Eike Batista, the Brazilian tycoon that tied his fortunes to the country’s commodities apogee in the past several years, is coming down from the mountaintop.
The flashy billionaire, who ends each of his companies’ names with the letter “X” to symbolize a multiplication of wealth, might need to start thinking of those X’s as strikes on his ambitions.
After months of signs that his oil and gas exploration was failing to make forecast targets (not unlike the way Petrobras has conducted its business) and share delistings, today the FT reports that Batista’s mining giant MMX was hit by a US$1.9bn fine from the Brazilian government for tax evasion. The fine, according to the FT, is equivalent to about 80% of the company’s market value (and likely more than its market value once the news sets in).

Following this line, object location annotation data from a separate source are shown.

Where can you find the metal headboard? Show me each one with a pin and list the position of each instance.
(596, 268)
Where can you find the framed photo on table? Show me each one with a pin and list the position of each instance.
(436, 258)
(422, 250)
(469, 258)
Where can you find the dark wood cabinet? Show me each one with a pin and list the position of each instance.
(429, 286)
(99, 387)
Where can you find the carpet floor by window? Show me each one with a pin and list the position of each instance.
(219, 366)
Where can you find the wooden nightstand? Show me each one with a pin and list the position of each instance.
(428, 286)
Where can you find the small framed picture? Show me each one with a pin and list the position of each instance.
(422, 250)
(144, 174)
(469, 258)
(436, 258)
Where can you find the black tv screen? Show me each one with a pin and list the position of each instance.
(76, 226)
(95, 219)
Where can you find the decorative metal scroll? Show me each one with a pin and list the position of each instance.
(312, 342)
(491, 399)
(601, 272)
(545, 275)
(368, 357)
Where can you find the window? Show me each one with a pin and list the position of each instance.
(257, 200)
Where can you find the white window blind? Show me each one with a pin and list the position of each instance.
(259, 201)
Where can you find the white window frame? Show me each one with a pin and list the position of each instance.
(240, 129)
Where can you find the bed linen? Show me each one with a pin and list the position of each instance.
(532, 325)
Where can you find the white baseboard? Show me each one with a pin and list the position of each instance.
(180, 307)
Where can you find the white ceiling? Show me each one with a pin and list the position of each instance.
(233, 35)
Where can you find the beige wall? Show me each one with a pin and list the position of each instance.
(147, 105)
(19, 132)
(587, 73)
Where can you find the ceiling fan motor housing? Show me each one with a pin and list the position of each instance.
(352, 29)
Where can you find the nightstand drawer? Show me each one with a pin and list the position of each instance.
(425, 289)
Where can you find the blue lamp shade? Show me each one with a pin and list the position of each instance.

This raises the question of whether Batista’s fortunes are more closely linked with the underlying value of his operations, the overall macro environment in his industries, or the government’s opinion of his contributions to Brazil. Brazil’s creeping statism is no mystery to anyone trying to do business in sensitive sectors, but Batista’s seeming success in building and listing companies in areas traditionally controlled by the state once-upon-a-time seemed to be a private diamond in the rough of state control.
Now that his fortunes seem to be fading, serious Brazil observers should be asking questions about the country’s byzantine tax laws and treatment of foreign investment (the fine principally relates to Anglo-American’s stake in an MMX mine). This is not to mention thornier questions around how receptive the country is to private investment and how active the government is in picking winners and losers.
Still, one undoubted loser this year is Eike, who has lost his title of Brazil’s richest man and wunderkind to the private sector. It’s hard to drum up tears for someone becoming less of a billionaire, but easy to lament what this means more broadly for Brazil’s trajectory.